The U.S. Securities and Exchange Commission (SEC) charges Andrew Left and his firm, Citron Capital LLC, for engaging in a $20 million multi-year scheme to defraud followers by publishing false and misleading statements regarding his supposed stock trading recommendations. Under the Citron Research banner, Left published investment recommendations online, leveraging a website and social media presence on X (formerly Twitter).
The indictment alleges that Left exploited his influence to manipulate stock prices, often targeting companies popular with retail investors. By publishing sensationalized and exaggerated commentary, Left purportedly drove stock prices in directions that benefited his trading positions. He allegedly took long or short positions in stocks prior to his public recommendations and quickly closed these positions to capitalize on the short-term market movements his commentary induced.

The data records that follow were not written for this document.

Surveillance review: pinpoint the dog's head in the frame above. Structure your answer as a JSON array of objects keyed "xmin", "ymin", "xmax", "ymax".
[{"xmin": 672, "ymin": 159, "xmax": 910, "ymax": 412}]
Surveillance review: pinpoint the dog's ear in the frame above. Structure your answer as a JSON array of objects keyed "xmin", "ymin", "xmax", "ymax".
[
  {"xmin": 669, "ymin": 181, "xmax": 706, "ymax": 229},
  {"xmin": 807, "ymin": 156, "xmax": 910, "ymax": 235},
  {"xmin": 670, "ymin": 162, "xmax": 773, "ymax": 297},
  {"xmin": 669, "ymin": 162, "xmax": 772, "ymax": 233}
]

Furthermore, Left is accused of using his advance knowledge of market-moving events to profit through short-dated options contracts. He supposedly placed limit orders to close his positions at favorable prices, often contrary to the public target prices he recommended.
To conceal his financial conflicts of interest, Left allegedly fabricated invoices, wired payments through third parties, and made false statements about Citron’s financial relationships with hedge funds. He also allegedly lied to federal investigators about his coordination with hedge funds.
Left’s influence grew through his frequent media appearances and social media activity, which bolstered his credibility. However, the indictment claims he misrepresented his trading positions during these appearances to further his scheme. For instance, he allegedly misled the public about his holdings after criticizing a company on CNBC’s “Fast Money.”
Andrew Left faces one count of engaging in a securities fraud scheme, 17 counts of securities fraud, and one count of making false statements to federal investigators. If convicted, he could face a maximum penalty of 25 years in prison for the securities fraud scheme count, 20 years for each securities fraud count, and five years for the false statements count.